Viability of bouncing cosmology in energy-momentum-squared gravity

Abstract: We analyze the early-time isotropic cosmology in the so-called energy-momentum-squared gravity (EMSG). In this theory, a $T_{\mu\nu}T^{\mu\nu}$ term is added to the Einstein-Hilbert action, which has been shown to replace the initial singularity by a regular bounce. We show that this is not the case, and the bouncing solution obtained does not describe our Universe since it belongs to a different solution branch. The solution branch that corresponds to our Universe, while nonsingular, is geodesically incomplete.

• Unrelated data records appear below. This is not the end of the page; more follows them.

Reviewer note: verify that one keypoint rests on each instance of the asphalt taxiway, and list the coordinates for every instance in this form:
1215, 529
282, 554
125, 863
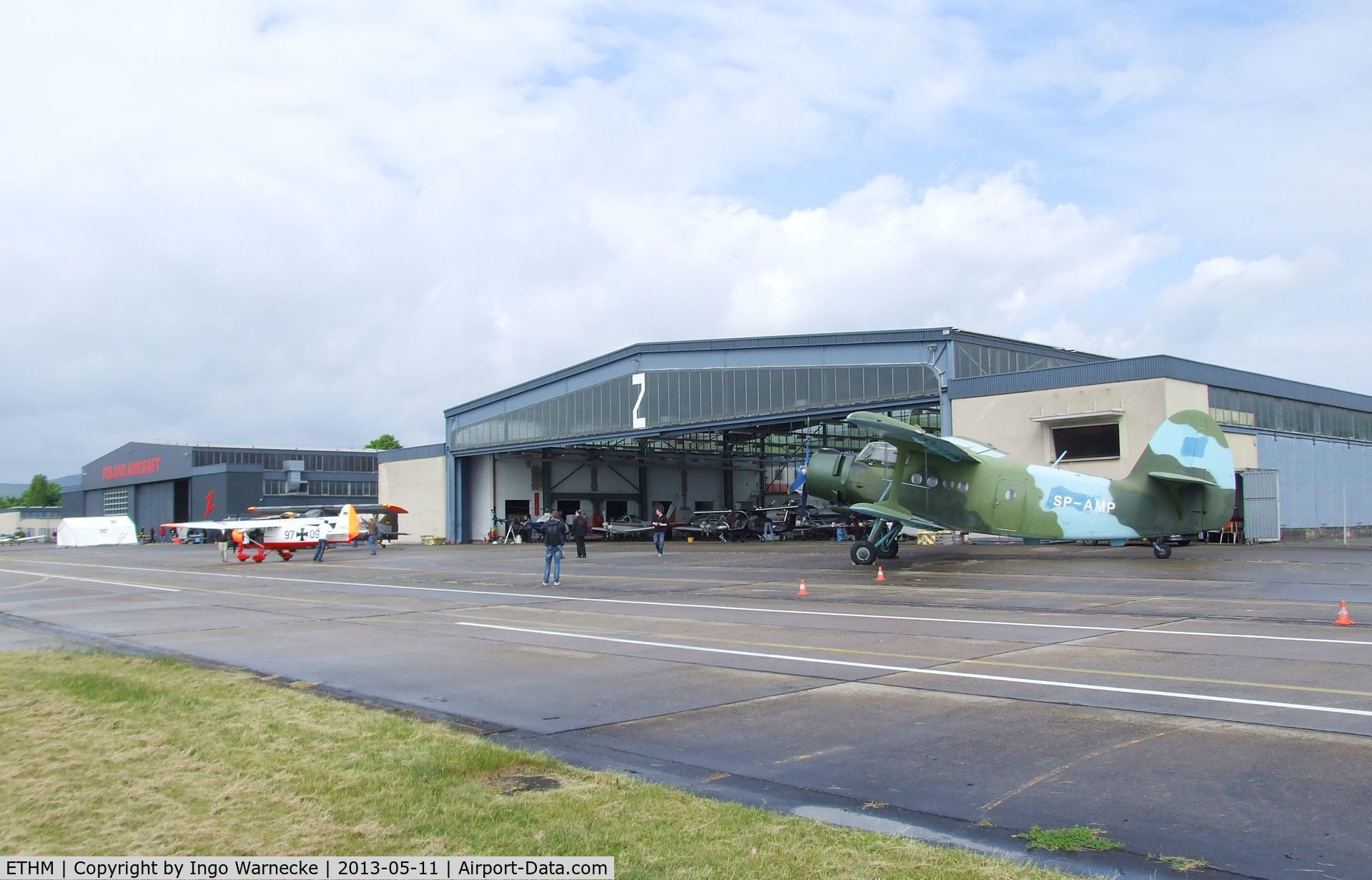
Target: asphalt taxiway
1203, 706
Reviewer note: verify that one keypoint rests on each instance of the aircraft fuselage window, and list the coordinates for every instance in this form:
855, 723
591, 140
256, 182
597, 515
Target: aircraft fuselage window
877, 455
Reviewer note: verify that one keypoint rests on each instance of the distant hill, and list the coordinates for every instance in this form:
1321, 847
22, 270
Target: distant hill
18, 489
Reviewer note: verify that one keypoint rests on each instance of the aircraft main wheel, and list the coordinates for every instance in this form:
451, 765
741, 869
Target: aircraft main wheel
864, 553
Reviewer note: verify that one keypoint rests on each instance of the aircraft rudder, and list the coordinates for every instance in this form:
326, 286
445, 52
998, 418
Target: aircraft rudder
1188, 443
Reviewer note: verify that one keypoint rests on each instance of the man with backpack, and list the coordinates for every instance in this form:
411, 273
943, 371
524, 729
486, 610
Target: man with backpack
555, 535
579, 529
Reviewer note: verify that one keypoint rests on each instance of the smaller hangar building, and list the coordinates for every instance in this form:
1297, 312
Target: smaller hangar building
155, 483
711, 425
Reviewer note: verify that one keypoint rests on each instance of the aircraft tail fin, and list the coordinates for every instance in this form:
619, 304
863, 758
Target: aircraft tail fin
1188, 448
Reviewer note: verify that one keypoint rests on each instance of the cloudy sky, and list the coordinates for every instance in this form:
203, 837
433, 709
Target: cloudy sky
315, 223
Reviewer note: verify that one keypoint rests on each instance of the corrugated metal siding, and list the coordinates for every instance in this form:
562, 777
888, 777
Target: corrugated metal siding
1319, 477
155, 504
1261, 505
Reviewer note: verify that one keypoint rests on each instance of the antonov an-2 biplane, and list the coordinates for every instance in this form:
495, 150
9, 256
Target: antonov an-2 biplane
286, 535
1182, 485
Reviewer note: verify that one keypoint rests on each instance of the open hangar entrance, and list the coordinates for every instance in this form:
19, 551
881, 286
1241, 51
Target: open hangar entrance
704, 425
689, 473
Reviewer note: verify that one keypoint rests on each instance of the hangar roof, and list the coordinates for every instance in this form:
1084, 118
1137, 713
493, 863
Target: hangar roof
1155, 367
709, 385
673, 355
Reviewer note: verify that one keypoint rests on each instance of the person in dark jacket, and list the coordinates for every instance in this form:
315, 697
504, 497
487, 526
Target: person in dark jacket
555, 535
659, 529
579, 528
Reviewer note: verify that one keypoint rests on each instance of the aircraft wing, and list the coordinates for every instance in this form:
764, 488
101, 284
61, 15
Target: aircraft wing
335, 508
892, 513
907, 434
242, 525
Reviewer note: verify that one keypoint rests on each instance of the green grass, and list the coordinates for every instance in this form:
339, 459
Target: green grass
1182, 862
104, 754
1070, 839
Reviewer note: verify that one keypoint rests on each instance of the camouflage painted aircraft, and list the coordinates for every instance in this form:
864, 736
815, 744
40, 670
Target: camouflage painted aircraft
1183, 483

We analyze the conditions for having viable regular-bouncing solutions in a general class of theories that modify gravity by adding higher order matter terms. Applying these conditions on generalizations of EMSG that add a $\left(T_{\mu\nu}T^{\mu\nu}\right)^{n}$ term to the action, we show that the case of $n=5/8$ is the only one that can give a viable bouncing solution, while the $n>5/8$ cases suffer from the same problem as EMSG, i.e. they give nonsingular, geodesically incomplete solutions. Furthermore, we show that the $1/2<n<5/8$ cases can provide a nonsingular initially de Sitter solution. Finally, the expanding, geodesically incomplete branch of EMSG or its generalizations can be combined with its contracting counterpart using junction conditions to provide a (weakly) singular bouncing solution. We outline the junction conditions needed for this extension and provide the extended solution explicitly for EMSG. In this sense, EMSG replaces the standard early-time singularity by a singular bounce instead of a regular one.